鬼の子、なんて関係ない。
「どこで野垂れ死んでもらっても、ガープには事故だと報告すればいいと思ってんのに、憎まれっ子世に憚るとはこのとだ。あいつは鬼の子だよ!万が一、政府が嗅ぎつけてみなよ!アタシら一体どんな目に合うと思う?」
「鬼……の、子?」
ポツリとダダンさんの言葉を反復すれば、勢い良く振り向いたエースの瞳はこれでもかというほど、鋭く尖り突き刺すようだった。
数秒睨んだ後、エースは何も言わず外へと足を運んだ。急いで後を追うように、私も外へ出る。
「エース!ねぇ、待ってよ!危ないよ!……待って、気を悪くしたなら謝る!ごめんなさ、ッ!?」
目にも留まらぬスピードで、突然目前にエースの顔が近づいたと思えば、そのまま首を腕で絞められ、押し倒される。絞められ、と言っても息は出来るしゆっくりとなら喋れもする。

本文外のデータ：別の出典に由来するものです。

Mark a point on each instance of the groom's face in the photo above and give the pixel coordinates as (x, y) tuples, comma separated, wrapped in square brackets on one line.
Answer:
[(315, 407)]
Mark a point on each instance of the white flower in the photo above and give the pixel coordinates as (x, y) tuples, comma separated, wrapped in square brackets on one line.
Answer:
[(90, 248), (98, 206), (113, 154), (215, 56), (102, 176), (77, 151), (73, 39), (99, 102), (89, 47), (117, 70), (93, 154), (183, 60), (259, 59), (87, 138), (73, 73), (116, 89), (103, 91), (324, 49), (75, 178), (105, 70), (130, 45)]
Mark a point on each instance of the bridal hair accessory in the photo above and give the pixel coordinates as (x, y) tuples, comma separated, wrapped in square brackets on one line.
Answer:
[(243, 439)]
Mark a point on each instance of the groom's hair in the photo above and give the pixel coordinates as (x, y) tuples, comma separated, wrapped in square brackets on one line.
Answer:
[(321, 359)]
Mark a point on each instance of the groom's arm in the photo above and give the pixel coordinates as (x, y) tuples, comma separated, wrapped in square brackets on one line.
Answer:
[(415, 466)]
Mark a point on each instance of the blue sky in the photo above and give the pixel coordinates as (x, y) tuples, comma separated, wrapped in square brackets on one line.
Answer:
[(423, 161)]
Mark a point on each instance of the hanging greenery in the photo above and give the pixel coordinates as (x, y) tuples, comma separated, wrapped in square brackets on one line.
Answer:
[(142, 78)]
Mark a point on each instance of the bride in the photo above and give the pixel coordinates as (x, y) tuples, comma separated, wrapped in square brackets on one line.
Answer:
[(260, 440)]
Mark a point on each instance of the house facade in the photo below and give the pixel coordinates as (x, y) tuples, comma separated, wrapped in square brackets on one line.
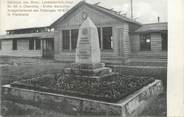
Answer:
[(120, 38)]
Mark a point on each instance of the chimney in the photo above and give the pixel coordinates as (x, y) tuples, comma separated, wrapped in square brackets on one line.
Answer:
[(158, 19)]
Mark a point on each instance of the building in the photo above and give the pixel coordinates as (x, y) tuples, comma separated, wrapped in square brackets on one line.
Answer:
[(120, 38)]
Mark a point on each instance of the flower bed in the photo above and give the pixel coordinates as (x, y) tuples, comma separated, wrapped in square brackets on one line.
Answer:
[(111, 89)]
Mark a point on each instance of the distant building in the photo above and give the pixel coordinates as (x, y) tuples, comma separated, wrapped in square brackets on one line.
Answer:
[(120, 38)]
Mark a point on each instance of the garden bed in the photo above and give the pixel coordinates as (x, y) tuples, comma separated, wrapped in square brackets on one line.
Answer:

「ウザイんだよお前!!チラチラおれのこと見やがって!!文句があるなら言いやがれ!聞いてやるよ!」
「な、文句なんて、何もないよ!別に、仲良くしたかった、だけじゃない!!なのに、無視ばっかりするし!」
「はっ、仲良くだと?……なぁ、お前、海賊王知ってるか?もしそいつに、子供がいたらどう思う?」
……あぁ、"鬼の子"ってそういうことか。どう答えるべき?……いや、考えることじゃない。思ったことを、今は偽りなく話すべきか。彼は多分それを望んでる。

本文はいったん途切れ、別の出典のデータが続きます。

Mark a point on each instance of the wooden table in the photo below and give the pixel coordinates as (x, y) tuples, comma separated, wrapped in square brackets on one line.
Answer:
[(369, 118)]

「っ……わた、しは、どうも思わない!わたしは海賊王には、海賊には、なにもされてない!……人は、何かのせいにしないと、生き、られない、ってママが言ってた。そう、いうことでしょ。だから、海賊王に、こど、もがいたとしても、わたしには、関係ないから!なんとも、思わない!……その子は、なにも、悪くない、よ、大丈夫」
その瞬間、彼は私から飛び退いた。突然器官が広くなり、何度か咽せる。喉に手を当て、息を整えながら盗み見たエースの表情は人間らしくて、年相応で、まさに困惑の言葉がピッタリだった。
「……エース?」
「〜〜っ、寝る」
「え、ちょっと……!?」
踵を返し、家へと入って行くエースを呆然と見つめることしか出来なかった。